The other aspect of this that I suspect is unusual is that in many cases the perception is instantaneous or close to it.  In Why I don’t do Christmas cards I describe how many people just “know” whether another person is sincere.  They are unconsciously analyzing micro-expressions, body language, and spoken communications in real time to get a sense of the other person without necessarily being able to explain how they arrived at it.

While I can’t do this at all with people it is a good analogy for how I perceive complex software systems.  If I know enough about the systems involved, I perceive their interactions, boundary surfaces, overlaps and limits as an intuitive sense, and I just “know” things without necessarily being able to describe how I arrived at that knowledge.

Very often when I’m diagnosing a problem I intuitively “know” the answer within minutes but then spend have to devise the means by which to demonstrate it.  It turns out that business clients tend to insist on logical explanations and proof before committing hundreds of thousands of dollars based on my advice.  If I can’t explain my recommendations, or if the explanation of a software problem begins with a physics lesson, I don’t get asked to return.

This also explains why I do my best work at night.  It is only when I stop trying to block the invading thoughts and embrace them that I enter a state of flow.  The analysis I do in that state is what people pay me for.  Since I’ve focused on Enterprise Network Security and am responsible for tightening up the security of many vendors you and I rely on daily, I consider this my mission in life.  That I’m paid to follow that passion and that it makes a positive difference in the world are a continual source of amazement to me and I’m grateful every day for it.  But it isn’t something that switches on and off.  It’s almost impossible to maintain a state of flow and pay even the slightest attention to the phone, chat, emails, and other interruptions that go on all day.
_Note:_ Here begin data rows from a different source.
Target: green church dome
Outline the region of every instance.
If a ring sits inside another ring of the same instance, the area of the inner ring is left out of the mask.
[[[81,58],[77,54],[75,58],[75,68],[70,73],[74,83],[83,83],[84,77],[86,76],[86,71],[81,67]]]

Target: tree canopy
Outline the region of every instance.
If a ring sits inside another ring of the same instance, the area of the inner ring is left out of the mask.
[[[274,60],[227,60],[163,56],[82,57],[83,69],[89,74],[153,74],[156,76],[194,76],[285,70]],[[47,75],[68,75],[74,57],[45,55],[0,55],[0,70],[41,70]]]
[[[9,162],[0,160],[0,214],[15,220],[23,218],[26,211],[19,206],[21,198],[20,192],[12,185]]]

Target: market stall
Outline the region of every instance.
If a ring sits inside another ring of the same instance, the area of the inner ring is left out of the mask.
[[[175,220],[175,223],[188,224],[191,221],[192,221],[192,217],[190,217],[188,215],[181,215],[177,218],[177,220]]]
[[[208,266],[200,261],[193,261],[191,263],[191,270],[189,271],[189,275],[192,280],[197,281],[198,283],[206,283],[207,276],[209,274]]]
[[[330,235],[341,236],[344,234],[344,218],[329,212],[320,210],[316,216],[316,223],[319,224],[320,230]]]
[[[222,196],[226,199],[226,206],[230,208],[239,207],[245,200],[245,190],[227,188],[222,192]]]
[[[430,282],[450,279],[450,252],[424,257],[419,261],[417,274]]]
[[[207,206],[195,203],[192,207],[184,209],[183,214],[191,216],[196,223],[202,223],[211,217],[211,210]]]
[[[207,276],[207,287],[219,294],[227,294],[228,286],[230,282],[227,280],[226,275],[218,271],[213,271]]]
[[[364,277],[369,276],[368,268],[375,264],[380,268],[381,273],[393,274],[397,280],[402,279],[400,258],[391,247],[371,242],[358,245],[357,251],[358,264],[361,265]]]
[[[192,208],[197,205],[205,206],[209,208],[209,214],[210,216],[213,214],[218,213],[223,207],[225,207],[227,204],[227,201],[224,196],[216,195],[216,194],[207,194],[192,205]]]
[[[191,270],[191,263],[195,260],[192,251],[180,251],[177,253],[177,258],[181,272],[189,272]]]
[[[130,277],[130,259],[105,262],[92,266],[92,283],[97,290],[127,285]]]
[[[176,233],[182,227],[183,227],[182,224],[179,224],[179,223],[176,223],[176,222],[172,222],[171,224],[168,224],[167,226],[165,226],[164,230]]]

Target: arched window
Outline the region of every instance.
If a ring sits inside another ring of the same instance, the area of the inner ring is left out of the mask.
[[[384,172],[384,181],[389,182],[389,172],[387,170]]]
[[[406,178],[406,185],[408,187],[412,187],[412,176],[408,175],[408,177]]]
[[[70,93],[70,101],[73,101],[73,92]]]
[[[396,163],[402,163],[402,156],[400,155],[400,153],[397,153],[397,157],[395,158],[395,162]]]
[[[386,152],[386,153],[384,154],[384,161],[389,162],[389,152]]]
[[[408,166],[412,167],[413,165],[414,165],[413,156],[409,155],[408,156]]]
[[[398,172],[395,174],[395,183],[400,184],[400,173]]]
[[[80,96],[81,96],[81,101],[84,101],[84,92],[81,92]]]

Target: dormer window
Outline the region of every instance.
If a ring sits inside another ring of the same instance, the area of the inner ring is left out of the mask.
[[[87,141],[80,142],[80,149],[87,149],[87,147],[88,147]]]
Getting back to the 5 seconds which inspired the blog post, it was one of those instantaneous things.  I knew immediately that the email was unusual and funny, and with an incredible amount of detail about a great many ways in which that was so.  When I wrote that those things went through my head in 5 seconds the description was a bit lazy of me.  What actually happened was that one of those conceptual objects materialized fully formed in my thoughts and in sufficient detail that I could write a book.

The 5 seconds I spent next was kind of like when you win the shopping spree and they give you a cart and some allotted time to grab all you can.  In this case I just grabbed the low-hanging fruit and generated English descriptions to approximate the concepts I happened to pick.  The number of things listed in the post isn’t remarkable because it is large but rather because it is so small.  Some of the omitted material was too bawdy.  Some relied on connections between seemingly unrelated things.  But most of the omitted material was funny only in context of my personal experience.  I laugh out loud recalling those but nobody else would get the joke so I struck it.  The post is what’s left after all that culling.

Sorry for a long-ish answer to the seemingly simple question of “How can all that go through your head in 5 seconds?!”  I figured the seemingly simple response of “how can it not?” didn’t do it justice.